Now I just had to figure out what it contained and why it was being included. Annoyingly, the issue was only present in the production build, so all the variables were mangled and didn't offer any insight into what the blob was being used for. Looking at the blob itself, there was a lot of unhelpful stuff in there that seemed like generated code. I was able to pick out a few urls, however, which gave me my first real lead.
The urls pointed to images from our blog posts. Now I had a direction to look. I just had to familiarize myself with both the Gatsby build system and its interaction with our CMS, Contentful. After a few days of reading through the docs and talking through things with my coworker who had done all of the work on the site up until I joined, I thought I had an idea of where the issue was.
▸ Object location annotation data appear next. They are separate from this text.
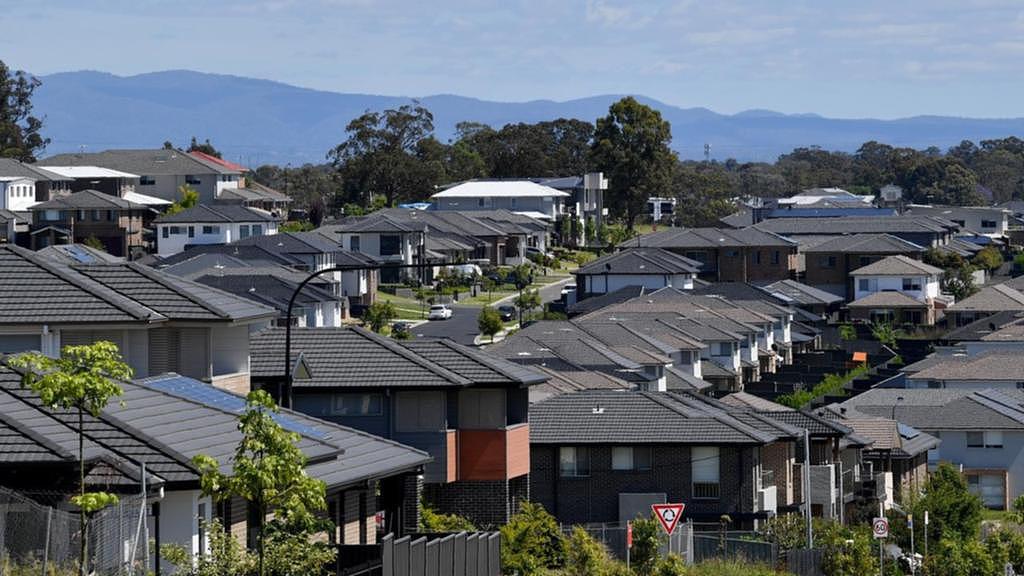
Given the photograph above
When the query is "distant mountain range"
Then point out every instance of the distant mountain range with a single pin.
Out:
(259, 121)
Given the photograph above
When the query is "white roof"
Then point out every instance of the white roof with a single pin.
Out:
(145, 200)
(500, 189)
(88, 172)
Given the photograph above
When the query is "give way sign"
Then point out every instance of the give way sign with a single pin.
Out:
(668, 515)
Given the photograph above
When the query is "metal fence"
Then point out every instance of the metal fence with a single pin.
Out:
(612, 535)
(476, 553)
(46, 539)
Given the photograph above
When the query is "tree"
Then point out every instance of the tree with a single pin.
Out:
(631, 147)
(268, 471)
(379, 315)
(83, 379)
(531, 542)
(383, 155)
(189, 198)
(205, 148)
(19, 130)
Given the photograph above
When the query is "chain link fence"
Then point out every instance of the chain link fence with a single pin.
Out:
(40, 539)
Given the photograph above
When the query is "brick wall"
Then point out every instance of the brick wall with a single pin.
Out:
(595, 498)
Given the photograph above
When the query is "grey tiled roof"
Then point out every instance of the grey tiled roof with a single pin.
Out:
(144, 162)
(709, 238)
(867, 243)
(219, 212)
(641, 261)
(35, 289)
(897, 265)
(638, 417)
(88, 200)
(357, 358)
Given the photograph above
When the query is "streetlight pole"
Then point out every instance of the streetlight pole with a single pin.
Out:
(295, 294)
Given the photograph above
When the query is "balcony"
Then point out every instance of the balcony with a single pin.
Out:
(492, 454)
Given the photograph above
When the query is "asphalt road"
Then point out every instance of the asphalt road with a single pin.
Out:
(462, 326)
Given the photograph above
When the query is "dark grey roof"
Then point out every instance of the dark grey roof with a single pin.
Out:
(801, 294)
(35, 289)
(696, 238)
(143, 162)
(641, 261)
(867, 243)
(641, 417)
(88, 200)
(217, 213)
(356, 358)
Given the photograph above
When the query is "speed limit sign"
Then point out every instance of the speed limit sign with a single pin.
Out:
(880, 528)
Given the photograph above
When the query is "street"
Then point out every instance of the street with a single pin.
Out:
(462, 326)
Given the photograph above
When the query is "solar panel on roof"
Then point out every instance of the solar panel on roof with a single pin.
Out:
(207, 395)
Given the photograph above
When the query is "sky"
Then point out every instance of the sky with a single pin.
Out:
(878, 58)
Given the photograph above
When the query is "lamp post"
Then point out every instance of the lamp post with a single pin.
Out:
(295, 294)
There was an odd interaction in a GraphQL query between Gatsby and Contentful that was fetching a list of all our assets and then including that in the main bundle. I tried a few different things that didn't work. So I decided to shelve it for a bit and work on other things while it was percolating in the back of my mind.
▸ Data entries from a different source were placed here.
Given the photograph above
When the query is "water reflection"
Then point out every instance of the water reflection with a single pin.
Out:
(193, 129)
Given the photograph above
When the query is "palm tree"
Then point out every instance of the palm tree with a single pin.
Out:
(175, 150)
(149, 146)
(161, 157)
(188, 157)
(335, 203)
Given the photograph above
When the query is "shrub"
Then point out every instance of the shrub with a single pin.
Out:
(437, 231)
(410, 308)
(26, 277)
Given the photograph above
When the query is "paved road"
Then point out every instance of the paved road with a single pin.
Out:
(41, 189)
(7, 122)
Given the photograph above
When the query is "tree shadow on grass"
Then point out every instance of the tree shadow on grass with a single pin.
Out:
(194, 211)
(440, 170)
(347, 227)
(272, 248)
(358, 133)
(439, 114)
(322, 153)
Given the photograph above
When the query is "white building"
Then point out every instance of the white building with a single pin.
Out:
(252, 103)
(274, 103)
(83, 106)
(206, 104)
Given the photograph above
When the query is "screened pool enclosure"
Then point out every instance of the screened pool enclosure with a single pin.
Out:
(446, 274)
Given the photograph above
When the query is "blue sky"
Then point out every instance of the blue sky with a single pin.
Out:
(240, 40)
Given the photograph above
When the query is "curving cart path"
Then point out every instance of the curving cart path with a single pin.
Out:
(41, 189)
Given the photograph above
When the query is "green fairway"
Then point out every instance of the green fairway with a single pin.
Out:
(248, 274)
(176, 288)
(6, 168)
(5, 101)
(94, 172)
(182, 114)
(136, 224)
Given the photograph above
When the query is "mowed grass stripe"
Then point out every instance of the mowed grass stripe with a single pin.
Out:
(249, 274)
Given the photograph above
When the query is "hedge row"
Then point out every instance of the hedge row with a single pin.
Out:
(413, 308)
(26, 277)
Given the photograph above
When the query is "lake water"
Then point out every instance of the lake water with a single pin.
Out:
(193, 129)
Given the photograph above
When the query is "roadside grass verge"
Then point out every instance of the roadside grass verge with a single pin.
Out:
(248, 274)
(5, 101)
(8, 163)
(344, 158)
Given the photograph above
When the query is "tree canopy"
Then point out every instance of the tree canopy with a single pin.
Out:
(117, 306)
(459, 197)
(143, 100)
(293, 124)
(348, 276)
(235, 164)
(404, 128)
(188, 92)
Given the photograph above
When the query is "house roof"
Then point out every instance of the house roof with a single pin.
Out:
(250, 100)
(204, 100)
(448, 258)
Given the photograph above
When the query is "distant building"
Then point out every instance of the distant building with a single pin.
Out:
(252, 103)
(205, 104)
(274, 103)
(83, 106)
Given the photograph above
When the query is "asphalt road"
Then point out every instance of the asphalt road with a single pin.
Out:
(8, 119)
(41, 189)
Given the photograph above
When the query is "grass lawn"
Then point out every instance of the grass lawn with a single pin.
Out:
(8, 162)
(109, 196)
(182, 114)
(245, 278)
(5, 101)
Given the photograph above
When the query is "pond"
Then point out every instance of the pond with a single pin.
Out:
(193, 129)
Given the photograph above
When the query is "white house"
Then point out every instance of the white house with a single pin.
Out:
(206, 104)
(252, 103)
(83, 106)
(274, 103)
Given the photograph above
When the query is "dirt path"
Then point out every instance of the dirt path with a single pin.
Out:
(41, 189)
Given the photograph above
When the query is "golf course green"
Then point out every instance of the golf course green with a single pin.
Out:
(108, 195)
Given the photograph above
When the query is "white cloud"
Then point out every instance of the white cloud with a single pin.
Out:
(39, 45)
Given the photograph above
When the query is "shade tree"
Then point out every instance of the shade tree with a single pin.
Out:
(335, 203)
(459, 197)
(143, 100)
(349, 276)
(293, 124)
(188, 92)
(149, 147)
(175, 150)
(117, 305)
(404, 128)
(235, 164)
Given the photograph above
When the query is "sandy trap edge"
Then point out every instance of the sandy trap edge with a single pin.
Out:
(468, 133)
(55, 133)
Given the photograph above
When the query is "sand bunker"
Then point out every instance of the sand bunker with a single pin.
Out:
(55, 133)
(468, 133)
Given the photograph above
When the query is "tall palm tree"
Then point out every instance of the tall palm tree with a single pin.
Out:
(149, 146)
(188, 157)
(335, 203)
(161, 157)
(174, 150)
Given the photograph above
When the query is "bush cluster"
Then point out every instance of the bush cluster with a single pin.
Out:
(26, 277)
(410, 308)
I came back to it a few weeks later and was able to form a better search incantation and stumbled upon an issue that seemed to be talking about the portion of our build process that I thought was to blame. There was a comment in there that had code that my coworker had actually implemented and then forgotten about, but it was enough to get me started on the right track. First I tried a few ways to remove the JSON blob since that was my main goal and I figured I could work backwards from that to fix any issues.
I was able to successfully remove the JSON blob! But, it also removed all images from our blog posts, which was not great. It seemed I needed to include the images, but I was hoping I could only include the images that were necessary for a specific page. I filtered out the images from the main list that weren't referenced in a specific blog post and passed that to the component rendering the blog posts. And it worked! The blogs were rendering their images again and that gigantic JSON blob wasn't being included in our bundle anymore. I was able to get our bundle from 6.8mb to 650kb!
I came up with a minimal repro that I posted back to that thread to hopefully help other lost souls.